Debate Prep on Refugees

By Mark Krikorian on September 16, 2015

A question on the refugee crisis facing Europe is likely to come up at the Republican debate tonight and I have a slim hope that some of the candidates will come up with a coherent answer. Here’s a possible response:

Jake, as the father of (insert number), I found the picture of that dead Syrian child especially heartbreaking. For both humanitarian and foreign policy reasons, we should work with other countries to help Syria's neighbors manage the large numbers of people seeking safety. The goal should be to enable those fleeing war to be able to live in dignity as near as possible to their homes so they can return when the fighting ends.

But resettlement outside the region must be the extreme last resort, and is the wrong solution for the vast majority. President Obama’s plans to resettle tens or possibly hundreds of thousands of Syrians in the United States are unfair, inefficient, and unsafe.

Unfair, because refugees who end up in the West have basically won a lottery. What we’re seeing in Europe now is that those people who run a gauntlet and survive win the prize of life in Germany or France, based mainly on how much money they have to pay smugglers or their luck at sea.
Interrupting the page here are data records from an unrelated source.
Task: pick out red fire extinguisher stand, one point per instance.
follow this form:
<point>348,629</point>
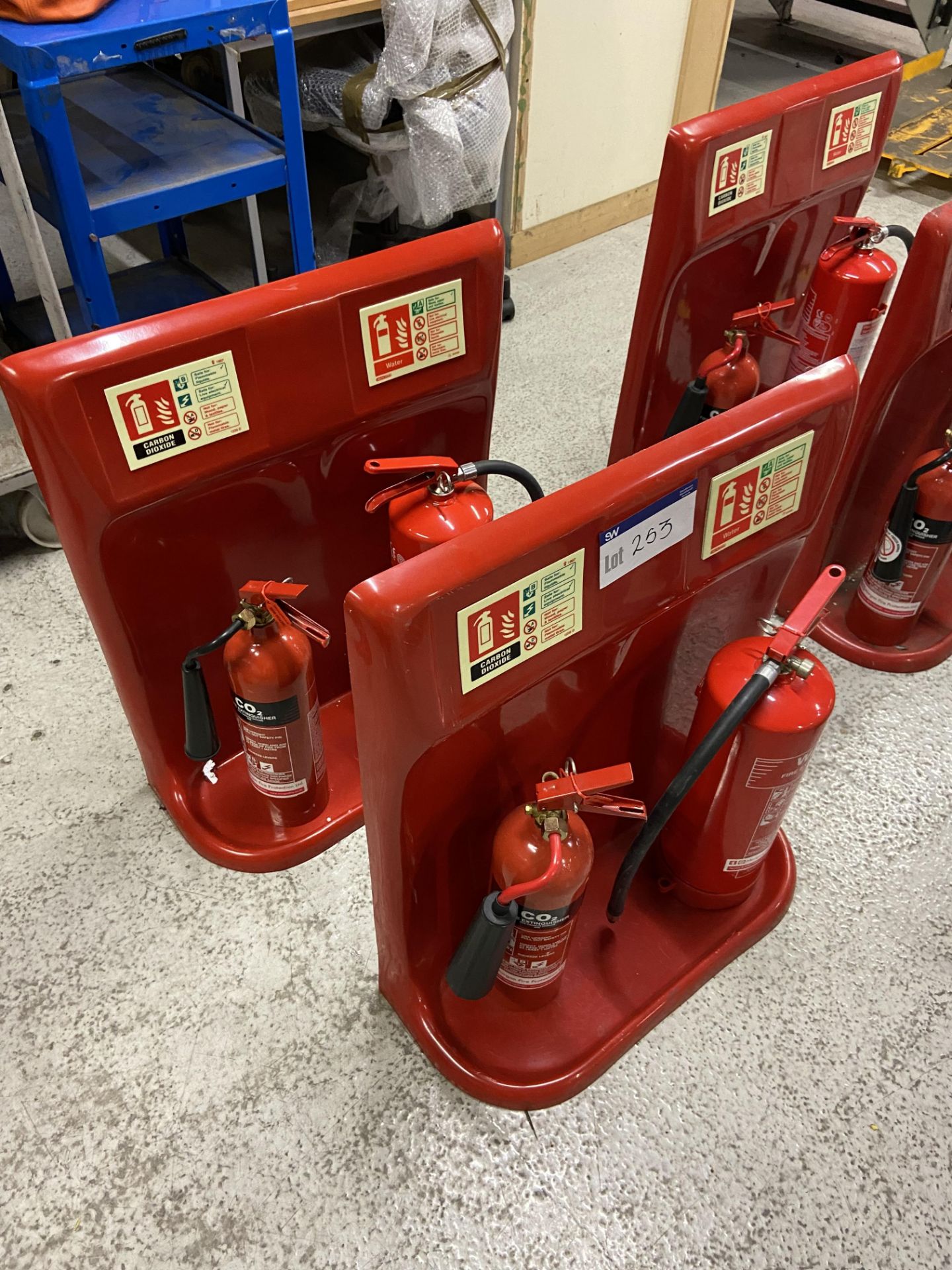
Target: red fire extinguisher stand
<point>904,408</point>
<point>183,455</point>
<point>744,207</point>
<point>579,626</point>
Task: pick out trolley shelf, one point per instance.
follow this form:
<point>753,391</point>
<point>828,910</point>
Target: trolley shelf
<point>140,292</point>
<point>150,150</point>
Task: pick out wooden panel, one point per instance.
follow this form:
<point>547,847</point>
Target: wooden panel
<point>705,41</point>
<point>303,12</point>
<point>583,224</point>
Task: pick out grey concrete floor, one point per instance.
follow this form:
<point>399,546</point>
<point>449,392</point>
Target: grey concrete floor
<point>196,1070</point>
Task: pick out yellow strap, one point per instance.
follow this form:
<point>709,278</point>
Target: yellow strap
<point>352,95</point>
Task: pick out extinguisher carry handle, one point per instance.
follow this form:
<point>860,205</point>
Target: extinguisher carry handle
<point>424,470</point>
<point>807,614</point>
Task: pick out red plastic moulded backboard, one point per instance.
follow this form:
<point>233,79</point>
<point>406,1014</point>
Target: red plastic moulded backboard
<point>452,738</point>
<point>904,409</point>
<point>186,454</point>
<point>746,205</point>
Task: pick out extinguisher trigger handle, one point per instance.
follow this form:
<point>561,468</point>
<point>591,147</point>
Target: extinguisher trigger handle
<point>760,319</point>
<point>423,469</point>
<point>586,790</point>
<point>805,615</point>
Survival of the fittest, or the luckiest, is not a good model for caring for refugees.

Inefficient, because a dollar spent bringing a refugee here and supporting him would help many more people in Turkey or Jordan or Lebanon. A recent study found that the money spent on a single refugee in Europe could help 25 people in the Middle East. American taxpayers' money isn't unlimited; if we're going to spend it on refugees, it should be directed where we'll get the most bang for the buck.

And unsafe, because there is literally no way to check the backgrounds of Syrians claiming to be refugees. The Boston Marathon bombers were refugees and were screened multiple times – the FBI even interviewed their friends – and we still didn't know they were terrorists. Who are we going to ask about a Syrian refugee, the Damascus police department? It is impossible to resettle refugees from Syria's civil war without letting large numbers of ISIS, al Qaeda, and other terrorists move to the United States. What are we going to say to the parents of a dead American child killed by an ISIS "refugee" on our own soil?

A (insert name) administration would be energetic and generous in caring for refugees – by helping them where they’re located now, not by moving them to the United States.